The UHRA lead molecule, UHRA-7, completely and rapidly neutralized the effects of unfractionated heparin and enoxaparin in rats. Protamine reversed the effects of unfractionated heparin completely but could only reverse 60% of enoxaparin activity.
In mice, UHRA-7 arrested bleeding induced by all the heparins. Mice that received 10 mg/kg of UHRA-7 five minutes after unfractionated or low-molecular-weight heparins had significantly reduced bleeding times and hemoglobin loss compared to mice that received heparin alone (P<0.0001). UHRA-7 at 20 mg/kg arrested the bleeding induced by fondaparinux.
The researchers also assessed the safety of UHRA-7 in mice, monitoring them for 29 days after administration. The team saw no changes in body weight and no signs of acute toxicity in these mice.
Aditionally, there were no changes in lactate dehydrogenase levels in serum and no abnormalities detected by necropsy analysis of the organs.

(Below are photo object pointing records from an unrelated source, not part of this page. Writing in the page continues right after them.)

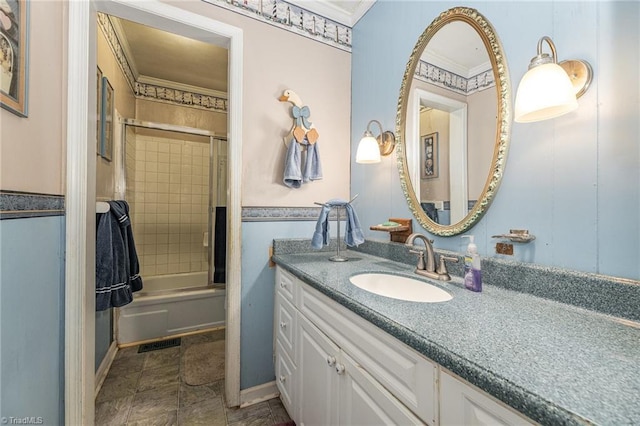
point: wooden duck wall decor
(302, 125)
(302, 134)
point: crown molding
(144, 87)
(145, 79)
(292, 18)
(453, 82)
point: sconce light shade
(544, 92)
(548, 90)
(368, 151)
(371, 148)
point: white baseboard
(105, 365)
(258, 394)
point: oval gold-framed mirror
(453, 123)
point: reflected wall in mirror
(456, 86)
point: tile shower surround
(169, 192)
(613, 296)
(148, 389)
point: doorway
(80, 190)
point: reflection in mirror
(453, 122)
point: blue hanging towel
(353, 232)
(312, 166)
(292, 168)
(117, 267)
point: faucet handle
(442, 267)
(421, 262)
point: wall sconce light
(371, 148)
(550, 89)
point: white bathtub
(170, 305)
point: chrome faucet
(427, 262)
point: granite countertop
(553, 362)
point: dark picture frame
(99, 111)
(107, 119)
(14, 56)
(429, 166)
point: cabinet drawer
(462, 403)
(404, 372)
(286, 284)
(285, 378)
(285, 324)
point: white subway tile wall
(169, 203)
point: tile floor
(147, 389)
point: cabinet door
(285, 378)
(364, 401)
(285, 318)
(462, 404)
(317, 378)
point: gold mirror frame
(503, 130)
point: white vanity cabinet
(340, 369)
(463, 404)
(335, 368)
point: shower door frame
(211, 211)
(80, 208)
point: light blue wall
(573, 181)
(32, 318)
(104, 334)
(256, 334)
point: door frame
(80, 188)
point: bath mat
(162, 344)
(203, 363)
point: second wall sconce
(371, 148)
(550, 89)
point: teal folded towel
(312, 166)
(353, 233)
(292, 169)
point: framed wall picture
(107, 120)
(14, 55)
(99, 111)
(429, 156)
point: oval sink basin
(397, 287)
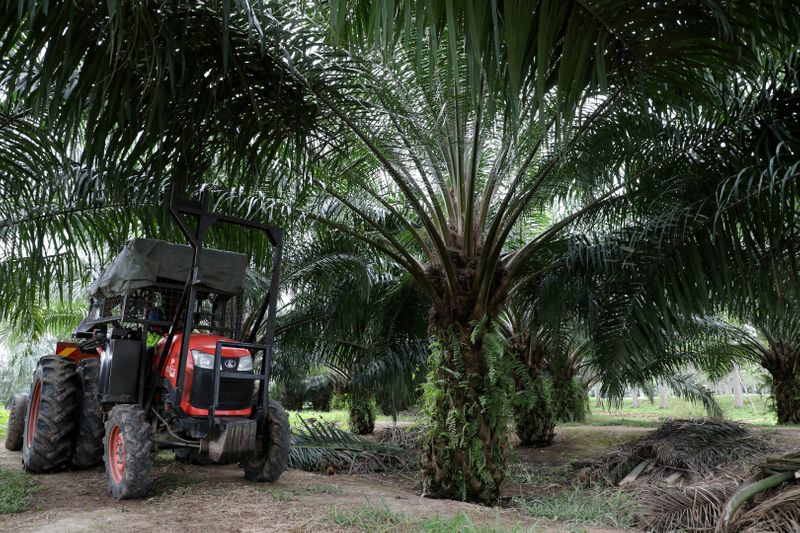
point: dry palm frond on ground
(688, 449)
(407, 438)
(323, 447)
(688, 508)
(778, 513)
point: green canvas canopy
(143, 261)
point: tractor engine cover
(234, 439)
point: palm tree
(770, 338)
(445, 154)
(356, 316)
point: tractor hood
(143, 261)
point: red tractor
(161, 362)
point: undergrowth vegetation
(16, 489)
(578, 505)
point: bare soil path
(218, 498)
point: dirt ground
(217, 498)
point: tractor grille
(234, 394)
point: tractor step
(233, 439)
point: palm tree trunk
(786, 393)
(536, 422)
(464, 453)
(737, 387)
(361, 411)
(782, 364)
(570, 399)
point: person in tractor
(139, 378)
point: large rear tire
(50, 418)
(16, 422)
(88, 450)
(126, 452)
(271, 457)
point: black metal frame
(181, 210)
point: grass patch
(16, 489)
(381, 518)
(369, 517)
(756, 410)
(461, 523)
(528, 474)
(3, 423)
(291, 494)
(581, 506)
(338, 417)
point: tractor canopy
(143, 262)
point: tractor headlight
(202, 359)
(245, 363)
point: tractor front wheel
(271, 457)
(50, 418)
(16, 422)
(127, 448)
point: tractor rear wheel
(50, 418)
(127, 448)
(271, 457)
(16, 422)
(88, 451)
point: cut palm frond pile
(322, 447)
(693, 507)
(779, 513)
(407, 438)
(768, 501)
(678, 449)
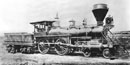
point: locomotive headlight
(109, 20)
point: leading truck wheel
(43, 47)
(61, 49)
(106, 53)
(86, 52)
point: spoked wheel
(122, 52)
(43, 47)
(8, 48)
(106, 53)
(86, 52)
(60, 48)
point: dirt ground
(53, 59)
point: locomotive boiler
(65, 40)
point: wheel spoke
(61, 49)
(106, 53)
(42, 47)
(86, 52)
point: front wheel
(106, 53)
(86, 52)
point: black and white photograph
(64, 32)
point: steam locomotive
(48, 35)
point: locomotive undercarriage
(68, 45)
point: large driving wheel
(106, 53)
(61, 49)
(86, 52)
(43, 47)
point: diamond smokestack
(100, 11)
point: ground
(54, 59)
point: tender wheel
(8, 48)
(106, 53)
(86, 52)
(60, 48)
(42, 47)
(13, 50)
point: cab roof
(42, 22)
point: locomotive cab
(42, 27)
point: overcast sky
(15, 15)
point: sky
(16, 15)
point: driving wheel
(43, 47)
(61, 48)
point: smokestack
(100, 11)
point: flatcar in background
(49, 35)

These results suggest UHRA-7 could benefit patients undergoing high-risk surgical procedures and those requiring treatment for bleeding complications, Dr Kizhakkedathu said.
He noted that a synthetic drug offers consistency in health effects and performance. It also avoids possible immunological reactions sometimes associated with antidotes of biological origin.
Dr Kizhakkedathu and his colleagues plan to continue investigating UHRA-7 in the lab, with the goal of conducting human testing in 3 to 5 years.